Vertical asymptotes are crucial in understanding the behavior of rational functions. They occur at values of \( x \) that make the denominator zero, thereby causing the function to be undefined at those points. To determine the vertical asymptotes for the given rational function \( f(x) = \frac{(x-5)(x+2)}{(x-4)(x+1)} \), we look for solutions to the denominator's equation:

• Set each factor in the denominator equal to zero: \( x-4 = 0 \) and \( x+1 = 0 \).
• Solving these equations, we find vertical asymptotes at \( x = 4 \) and \( x = -1 \).

These points are where the graph of the function will shoot up or drop down towards infinity or negative infinity. Importantly, the numerator should not be zero at these points, confirming that they are indeed vertical asymptotes, not removable discontinuities. In this context, watch how the graph behaves by approaching these values from either side. It typically reveals much about the function's overall characteristics.

Horizontal asymptotes describe how a function behaves as \( x \) approaches infinity or negative infinity. They specifically indicate the line which the graph of the function gets closer to as \( x \) increases or decreases beyond all bounds.For rational functions, horizontal asymptotes depend on the degree of the polynomials in the numerator and denominator:

• If the degrees are equal, the horizontal asymptote is the ratio of the leading coefficients.

In this example, the degree of both the numerator and denominator is 2. So, we look at the ratio of the leading coefficients: \( \frac{-2}{-2} = 1 \).Thus, the horizontal asymptote of the function is \( y = 1 \). The graph will approach this line as \( x \) moves towards positive or negative infinity. It provides a visual boundary that the function will not cross but merely approach very closely, giving insight into the function's end behavior.

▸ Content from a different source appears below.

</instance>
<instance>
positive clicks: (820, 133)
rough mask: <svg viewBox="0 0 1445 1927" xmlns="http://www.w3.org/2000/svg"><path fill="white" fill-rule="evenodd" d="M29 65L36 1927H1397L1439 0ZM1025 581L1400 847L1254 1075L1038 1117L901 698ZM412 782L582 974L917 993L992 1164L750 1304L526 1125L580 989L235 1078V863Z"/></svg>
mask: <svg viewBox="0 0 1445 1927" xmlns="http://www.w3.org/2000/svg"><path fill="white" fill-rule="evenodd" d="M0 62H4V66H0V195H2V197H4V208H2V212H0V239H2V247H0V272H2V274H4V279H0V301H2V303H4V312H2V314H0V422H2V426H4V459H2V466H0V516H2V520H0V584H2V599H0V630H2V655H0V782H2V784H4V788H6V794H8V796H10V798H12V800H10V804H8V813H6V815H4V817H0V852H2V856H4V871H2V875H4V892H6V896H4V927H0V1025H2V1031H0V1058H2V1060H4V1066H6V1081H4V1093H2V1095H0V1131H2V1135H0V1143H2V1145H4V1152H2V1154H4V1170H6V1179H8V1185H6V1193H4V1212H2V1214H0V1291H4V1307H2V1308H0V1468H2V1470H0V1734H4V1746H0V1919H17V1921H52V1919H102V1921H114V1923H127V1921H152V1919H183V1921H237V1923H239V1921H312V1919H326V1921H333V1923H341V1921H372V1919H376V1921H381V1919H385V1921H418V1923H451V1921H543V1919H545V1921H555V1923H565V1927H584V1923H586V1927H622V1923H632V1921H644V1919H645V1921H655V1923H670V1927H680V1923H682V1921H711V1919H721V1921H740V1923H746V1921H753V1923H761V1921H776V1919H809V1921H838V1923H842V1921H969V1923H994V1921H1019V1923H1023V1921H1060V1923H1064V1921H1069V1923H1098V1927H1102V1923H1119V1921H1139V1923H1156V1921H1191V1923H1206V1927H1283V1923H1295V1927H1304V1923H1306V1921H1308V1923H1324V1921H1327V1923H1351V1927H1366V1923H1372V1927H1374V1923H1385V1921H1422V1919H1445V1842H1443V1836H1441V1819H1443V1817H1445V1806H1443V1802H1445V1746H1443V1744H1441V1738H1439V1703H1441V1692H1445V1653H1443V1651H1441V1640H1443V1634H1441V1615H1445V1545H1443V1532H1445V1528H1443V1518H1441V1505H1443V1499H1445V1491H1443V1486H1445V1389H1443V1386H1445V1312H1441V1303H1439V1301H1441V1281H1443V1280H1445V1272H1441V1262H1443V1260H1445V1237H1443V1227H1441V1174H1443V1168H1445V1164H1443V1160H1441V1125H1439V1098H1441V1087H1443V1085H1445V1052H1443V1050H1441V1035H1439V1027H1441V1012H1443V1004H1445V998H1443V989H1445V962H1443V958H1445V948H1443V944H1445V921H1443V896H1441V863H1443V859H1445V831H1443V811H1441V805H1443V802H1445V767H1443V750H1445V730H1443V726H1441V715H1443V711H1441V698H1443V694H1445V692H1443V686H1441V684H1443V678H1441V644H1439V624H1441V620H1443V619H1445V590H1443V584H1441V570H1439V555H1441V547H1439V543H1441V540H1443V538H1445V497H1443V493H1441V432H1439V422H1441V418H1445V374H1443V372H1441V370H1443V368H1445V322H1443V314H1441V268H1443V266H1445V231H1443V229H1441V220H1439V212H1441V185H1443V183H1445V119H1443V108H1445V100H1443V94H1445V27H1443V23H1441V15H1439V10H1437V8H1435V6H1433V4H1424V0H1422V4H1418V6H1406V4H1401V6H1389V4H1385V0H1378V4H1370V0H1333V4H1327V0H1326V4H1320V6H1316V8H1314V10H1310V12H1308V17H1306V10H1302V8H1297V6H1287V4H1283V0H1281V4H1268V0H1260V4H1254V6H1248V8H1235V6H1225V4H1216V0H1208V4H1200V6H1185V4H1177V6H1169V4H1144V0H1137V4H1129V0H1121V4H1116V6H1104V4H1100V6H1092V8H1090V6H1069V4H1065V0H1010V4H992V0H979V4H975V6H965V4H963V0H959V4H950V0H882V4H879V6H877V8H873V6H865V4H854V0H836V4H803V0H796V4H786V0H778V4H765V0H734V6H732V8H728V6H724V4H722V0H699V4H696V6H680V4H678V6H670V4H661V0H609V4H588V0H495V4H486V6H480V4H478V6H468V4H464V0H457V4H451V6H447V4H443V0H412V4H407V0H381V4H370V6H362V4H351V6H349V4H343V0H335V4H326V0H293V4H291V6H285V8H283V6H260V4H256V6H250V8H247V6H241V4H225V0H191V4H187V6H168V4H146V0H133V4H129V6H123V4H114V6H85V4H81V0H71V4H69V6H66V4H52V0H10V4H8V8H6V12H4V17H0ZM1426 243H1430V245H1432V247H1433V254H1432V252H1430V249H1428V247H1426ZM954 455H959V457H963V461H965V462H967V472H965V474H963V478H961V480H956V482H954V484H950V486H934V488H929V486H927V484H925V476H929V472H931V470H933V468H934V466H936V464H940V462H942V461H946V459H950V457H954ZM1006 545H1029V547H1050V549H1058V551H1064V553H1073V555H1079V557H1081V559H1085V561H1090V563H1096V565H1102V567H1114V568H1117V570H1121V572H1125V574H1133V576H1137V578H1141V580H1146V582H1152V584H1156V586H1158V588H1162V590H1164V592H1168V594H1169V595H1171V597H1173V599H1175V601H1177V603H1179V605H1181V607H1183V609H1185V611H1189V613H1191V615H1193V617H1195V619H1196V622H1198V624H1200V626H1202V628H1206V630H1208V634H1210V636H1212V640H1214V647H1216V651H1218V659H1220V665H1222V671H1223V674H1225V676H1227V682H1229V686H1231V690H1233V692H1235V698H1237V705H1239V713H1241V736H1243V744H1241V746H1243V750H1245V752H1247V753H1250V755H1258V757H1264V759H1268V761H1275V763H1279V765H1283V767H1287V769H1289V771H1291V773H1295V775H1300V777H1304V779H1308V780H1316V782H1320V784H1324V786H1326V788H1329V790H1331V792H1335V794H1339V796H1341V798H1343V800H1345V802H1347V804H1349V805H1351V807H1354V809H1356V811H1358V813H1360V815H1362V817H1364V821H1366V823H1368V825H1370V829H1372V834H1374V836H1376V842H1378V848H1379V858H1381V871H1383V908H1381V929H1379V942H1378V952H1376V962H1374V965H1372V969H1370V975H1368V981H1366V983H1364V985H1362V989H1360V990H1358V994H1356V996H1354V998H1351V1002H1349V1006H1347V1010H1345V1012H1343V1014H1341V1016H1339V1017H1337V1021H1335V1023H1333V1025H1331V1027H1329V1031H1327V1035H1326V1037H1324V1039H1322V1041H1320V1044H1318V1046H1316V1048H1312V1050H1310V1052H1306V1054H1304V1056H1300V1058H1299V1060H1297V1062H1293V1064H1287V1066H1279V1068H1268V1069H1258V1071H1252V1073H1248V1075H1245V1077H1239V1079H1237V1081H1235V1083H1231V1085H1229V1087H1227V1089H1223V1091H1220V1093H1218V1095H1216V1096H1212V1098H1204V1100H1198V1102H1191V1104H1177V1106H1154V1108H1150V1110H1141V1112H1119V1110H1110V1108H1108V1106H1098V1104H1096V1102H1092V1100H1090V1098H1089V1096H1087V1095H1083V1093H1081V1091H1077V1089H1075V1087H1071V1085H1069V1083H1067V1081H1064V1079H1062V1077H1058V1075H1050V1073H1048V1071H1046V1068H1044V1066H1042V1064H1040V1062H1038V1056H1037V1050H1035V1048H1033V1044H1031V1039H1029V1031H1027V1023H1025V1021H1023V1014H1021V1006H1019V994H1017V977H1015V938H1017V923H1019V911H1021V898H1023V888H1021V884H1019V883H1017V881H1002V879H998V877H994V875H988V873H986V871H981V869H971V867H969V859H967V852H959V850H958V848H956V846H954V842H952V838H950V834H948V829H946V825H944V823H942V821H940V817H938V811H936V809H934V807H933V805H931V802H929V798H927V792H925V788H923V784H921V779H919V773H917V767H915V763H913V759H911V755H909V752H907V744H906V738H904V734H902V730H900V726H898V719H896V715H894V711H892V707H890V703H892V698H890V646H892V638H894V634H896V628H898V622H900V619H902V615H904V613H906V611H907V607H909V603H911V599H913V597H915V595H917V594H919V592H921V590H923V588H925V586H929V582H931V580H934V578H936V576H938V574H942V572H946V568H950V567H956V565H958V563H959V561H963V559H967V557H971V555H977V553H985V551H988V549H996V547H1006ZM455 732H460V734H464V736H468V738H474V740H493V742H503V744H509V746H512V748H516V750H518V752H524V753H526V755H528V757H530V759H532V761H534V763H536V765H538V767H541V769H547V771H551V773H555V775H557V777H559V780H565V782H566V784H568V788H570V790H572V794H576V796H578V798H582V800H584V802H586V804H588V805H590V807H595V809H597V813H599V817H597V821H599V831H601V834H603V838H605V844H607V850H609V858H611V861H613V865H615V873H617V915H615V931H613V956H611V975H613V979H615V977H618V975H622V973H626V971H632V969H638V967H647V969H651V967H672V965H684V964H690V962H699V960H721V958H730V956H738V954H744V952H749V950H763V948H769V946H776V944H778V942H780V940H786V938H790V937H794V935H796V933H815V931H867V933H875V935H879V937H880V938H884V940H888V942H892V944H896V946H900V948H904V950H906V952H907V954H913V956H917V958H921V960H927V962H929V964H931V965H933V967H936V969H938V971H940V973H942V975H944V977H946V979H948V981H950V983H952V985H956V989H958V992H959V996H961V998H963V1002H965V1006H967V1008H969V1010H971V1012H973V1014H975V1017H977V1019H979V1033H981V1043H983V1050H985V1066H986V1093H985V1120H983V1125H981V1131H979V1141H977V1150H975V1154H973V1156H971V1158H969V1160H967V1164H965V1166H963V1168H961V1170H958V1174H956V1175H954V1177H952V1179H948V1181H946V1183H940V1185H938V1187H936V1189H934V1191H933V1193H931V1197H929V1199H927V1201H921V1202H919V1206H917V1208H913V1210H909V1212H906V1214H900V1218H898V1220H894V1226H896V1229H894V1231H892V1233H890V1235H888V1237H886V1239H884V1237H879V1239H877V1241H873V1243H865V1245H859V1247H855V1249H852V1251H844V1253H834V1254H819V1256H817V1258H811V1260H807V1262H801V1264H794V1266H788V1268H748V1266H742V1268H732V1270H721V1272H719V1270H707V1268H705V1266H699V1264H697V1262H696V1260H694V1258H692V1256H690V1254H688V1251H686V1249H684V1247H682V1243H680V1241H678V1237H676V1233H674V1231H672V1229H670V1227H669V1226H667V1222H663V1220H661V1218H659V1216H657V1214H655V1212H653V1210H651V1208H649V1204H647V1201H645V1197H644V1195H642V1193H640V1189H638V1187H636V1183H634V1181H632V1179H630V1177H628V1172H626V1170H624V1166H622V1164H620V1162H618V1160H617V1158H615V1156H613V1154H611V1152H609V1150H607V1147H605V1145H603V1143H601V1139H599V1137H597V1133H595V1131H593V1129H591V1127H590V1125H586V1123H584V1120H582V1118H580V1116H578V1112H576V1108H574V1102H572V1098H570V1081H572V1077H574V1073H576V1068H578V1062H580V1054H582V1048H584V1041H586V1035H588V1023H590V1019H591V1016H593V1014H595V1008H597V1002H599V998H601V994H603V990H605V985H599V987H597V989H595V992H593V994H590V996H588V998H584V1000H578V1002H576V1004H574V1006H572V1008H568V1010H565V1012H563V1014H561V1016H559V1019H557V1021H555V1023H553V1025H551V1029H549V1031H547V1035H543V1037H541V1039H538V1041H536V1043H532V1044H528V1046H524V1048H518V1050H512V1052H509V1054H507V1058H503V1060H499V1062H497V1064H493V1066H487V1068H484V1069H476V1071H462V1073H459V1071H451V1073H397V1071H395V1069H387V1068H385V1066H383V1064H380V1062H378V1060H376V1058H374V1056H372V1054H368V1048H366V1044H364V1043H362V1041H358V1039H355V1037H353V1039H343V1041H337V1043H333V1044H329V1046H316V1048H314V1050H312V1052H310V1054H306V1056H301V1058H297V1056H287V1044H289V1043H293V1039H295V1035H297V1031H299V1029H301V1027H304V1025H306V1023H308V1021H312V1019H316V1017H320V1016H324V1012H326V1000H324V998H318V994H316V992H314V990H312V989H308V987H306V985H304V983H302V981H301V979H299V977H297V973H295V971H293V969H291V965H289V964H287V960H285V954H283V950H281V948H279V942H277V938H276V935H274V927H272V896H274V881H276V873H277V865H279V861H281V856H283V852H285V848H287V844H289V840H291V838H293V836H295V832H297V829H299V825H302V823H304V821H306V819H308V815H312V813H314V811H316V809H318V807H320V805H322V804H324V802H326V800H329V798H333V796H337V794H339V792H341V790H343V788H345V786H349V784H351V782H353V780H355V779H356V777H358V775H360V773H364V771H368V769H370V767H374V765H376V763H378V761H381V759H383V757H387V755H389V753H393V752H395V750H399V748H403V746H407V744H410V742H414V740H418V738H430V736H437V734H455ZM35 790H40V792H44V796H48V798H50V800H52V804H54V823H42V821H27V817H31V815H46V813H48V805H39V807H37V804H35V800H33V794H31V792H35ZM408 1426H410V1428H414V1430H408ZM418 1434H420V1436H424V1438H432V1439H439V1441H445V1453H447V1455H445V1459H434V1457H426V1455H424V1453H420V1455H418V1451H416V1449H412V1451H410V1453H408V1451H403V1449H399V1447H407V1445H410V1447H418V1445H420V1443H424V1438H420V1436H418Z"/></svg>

Polynomial factorization is a helpful tool to simplify rational functions and identify key features like asymptotes and intercepts. Factoring involves breaking down a polynomial into a product of simpler terms to make the function easier to analyze.In the given function \( f(x) = \frac{20+6x-2x^{2}}{8+6x-2x^{2}} \), both the numerator and the denominator can be factored:

• Start with factoring out the common term \(-2x^2\): \( f(x) = \frac{-2(x^2 - 3x - 10)}{-2(x^2 - 3x - 4)} \). This simplifies the expression.
• Next, further factor the quadratic equations: \( x^2 - 3x - 10 = (x-5)(x+2) \) and \( x^2 - 3x - 4 = (x-4)(x+1) \).

With factorization, we transform \( f(x) \) into \( \frac{(x-5)(x+2)}{(x-4)(x+1)} \). Factoring aids in identifying the function's roots (\( x-5=0 \to x=5 \) and \( x+2=0 \to x=-2 \)), which are the x-intercepts, and allows us to precisely determine asymptotic behavior. This breakdown simplifies sketching the graph and understanding where it will cross the x-axis or diverge towards infinity.